Fattoria Moretto | Grasparossa con amore e rispetto

Sicuro come un piatto di tortellini in brodo di cappone all’Osteria Bottega* (ci voglio tornare subito. Mi ci porti, mi ci porti, mi ci porti?), arriva immancabile il “post” post – Enologica* su un nuovo Lambrusco scovato.

Ma come, ancora Lambrusco? Sissignore! Anche se ho assaggiato qualche bicchiere più che interessante in zona Sangiovese, non posso fare a meno di precipitarmi su questi vini allegri una volta schivate tutte le buche e superati gli inenarrabili pericoli della E45.

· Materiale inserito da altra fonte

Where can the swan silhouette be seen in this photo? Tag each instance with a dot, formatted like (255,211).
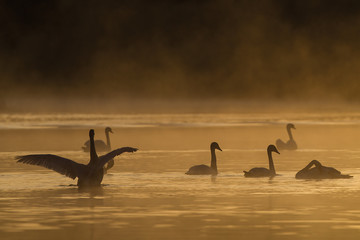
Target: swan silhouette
(204,169)
(319,172)
(89,175)
(264,172)
(289,145)
(100,145)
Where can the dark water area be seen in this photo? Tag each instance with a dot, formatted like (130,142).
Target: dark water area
(146,195)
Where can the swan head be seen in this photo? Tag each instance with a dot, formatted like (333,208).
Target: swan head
(272,148)
(215,145)
(290,125)
(108,129)
(91,133)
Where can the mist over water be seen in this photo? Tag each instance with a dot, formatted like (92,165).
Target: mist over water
(147,194)
(170,77)
(180,49)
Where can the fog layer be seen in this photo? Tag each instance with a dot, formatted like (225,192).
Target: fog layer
(180,49)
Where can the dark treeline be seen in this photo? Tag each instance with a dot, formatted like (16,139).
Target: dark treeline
(182,49)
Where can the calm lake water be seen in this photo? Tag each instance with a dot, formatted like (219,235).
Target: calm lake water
(147,195)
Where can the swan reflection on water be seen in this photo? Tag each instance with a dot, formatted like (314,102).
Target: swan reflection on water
(89,175)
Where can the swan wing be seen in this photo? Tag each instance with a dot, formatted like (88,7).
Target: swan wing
(107,157)
(61,165)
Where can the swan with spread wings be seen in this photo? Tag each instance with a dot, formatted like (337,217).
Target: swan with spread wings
(89,175)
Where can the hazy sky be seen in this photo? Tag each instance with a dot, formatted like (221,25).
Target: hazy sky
(181,49)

Dunque, sprezzante del pericolo, dal Palazzo Re Enzo di Bologna, nuova casa della classica manifestazione che se non ci fosse bisognerebbe inventarla, mi porto a casa (letteralmente) una bottiglia di Grasparossa di Castelvetro della Fattoria Moretto*.
E’ vero, la cantina della famiglia Altariva non è proprio una scoperta, ma vale comunque la pena rinfrancare un percorso di lavoro originale e meticoloso, giusto sulle colline limo – argillose di Castelvetro (a circa 200 metri d’altezza).

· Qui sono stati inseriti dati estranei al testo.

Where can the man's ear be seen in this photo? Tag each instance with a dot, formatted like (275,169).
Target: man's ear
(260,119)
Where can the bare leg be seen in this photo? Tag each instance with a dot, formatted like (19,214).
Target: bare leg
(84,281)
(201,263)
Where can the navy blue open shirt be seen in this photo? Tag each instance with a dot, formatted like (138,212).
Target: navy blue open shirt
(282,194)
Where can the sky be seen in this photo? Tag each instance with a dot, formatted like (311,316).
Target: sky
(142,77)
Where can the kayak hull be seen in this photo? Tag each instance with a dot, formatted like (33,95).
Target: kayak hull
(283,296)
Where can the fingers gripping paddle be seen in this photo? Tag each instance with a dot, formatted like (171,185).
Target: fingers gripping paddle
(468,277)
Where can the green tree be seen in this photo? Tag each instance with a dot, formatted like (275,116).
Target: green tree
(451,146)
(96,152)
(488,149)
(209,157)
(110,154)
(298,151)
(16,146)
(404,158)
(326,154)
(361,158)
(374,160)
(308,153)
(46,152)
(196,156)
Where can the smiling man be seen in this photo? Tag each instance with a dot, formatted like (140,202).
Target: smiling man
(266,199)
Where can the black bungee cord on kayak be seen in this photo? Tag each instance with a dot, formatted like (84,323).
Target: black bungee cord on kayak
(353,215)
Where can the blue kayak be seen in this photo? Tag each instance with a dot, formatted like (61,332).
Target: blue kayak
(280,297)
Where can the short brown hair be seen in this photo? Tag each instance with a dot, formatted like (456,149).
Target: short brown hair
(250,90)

Tra i Grasparossa assaggiati, buonissimo il Canova, da vigne di oltre quarant’anni, sapido e decisamente tannico, di grande spalla; delizioso il Monovitigno, più scarico fin dal colore ma sulla stella linea stilistica: profumi di piccoli frutti e terra umida, palato cremoso in attacco e asciutto nel finale, con un tannino più docile ma certamente protagonista. Ricco di sapore, lascia anche immaginare una felice evoluzione in bottiglia e fa partire la salivazione all’idea dei grassi abbinamenti possibili.

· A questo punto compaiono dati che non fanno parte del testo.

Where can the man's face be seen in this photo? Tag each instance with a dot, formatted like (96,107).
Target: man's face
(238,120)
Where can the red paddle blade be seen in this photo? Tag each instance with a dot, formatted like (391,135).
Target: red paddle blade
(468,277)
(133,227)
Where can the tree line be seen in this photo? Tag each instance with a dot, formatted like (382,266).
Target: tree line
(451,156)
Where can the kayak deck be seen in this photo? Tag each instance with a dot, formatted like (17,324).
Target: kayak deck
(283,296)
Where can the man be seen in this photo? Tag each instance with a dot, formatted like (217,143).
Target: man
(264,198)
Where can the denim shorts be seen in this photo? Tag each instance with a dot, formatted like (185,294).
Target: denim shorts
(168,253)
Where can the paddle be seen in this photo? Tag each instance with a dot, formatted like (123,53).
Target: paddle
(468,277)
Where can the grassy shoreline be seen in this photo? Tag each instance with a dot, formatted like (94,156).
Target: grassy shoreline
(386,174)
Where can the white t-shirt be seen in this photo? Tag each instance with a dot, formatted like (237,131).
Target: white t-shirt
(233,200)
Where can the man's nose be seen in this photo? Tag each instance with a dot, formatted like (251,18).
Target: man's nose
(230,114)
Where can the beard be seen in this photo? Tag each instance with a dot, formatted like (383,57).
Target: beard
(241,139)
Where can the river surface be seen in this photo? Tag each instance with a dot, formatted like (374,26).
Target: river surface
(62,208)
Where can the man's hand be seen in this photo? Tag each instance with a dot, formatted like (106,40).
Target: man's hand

“Ho fatto un assaggio del vino Lambrusco Grasparossa Monovitigno. Ne ho avuto gioia ed interesse. Ci sono finalmente produttori che hanno compreso il vantaggio di affrontare l’umanissimo vitigno con amore e rispetto.”
Luigi Veronelli

Assaggiatore seriale dal volto umano, ama tutti gli alcolici indistintamente ma è ricambiato soprattutto dal vino. Nei ritagli di tempo frequenta ristoranti che non può permettersi.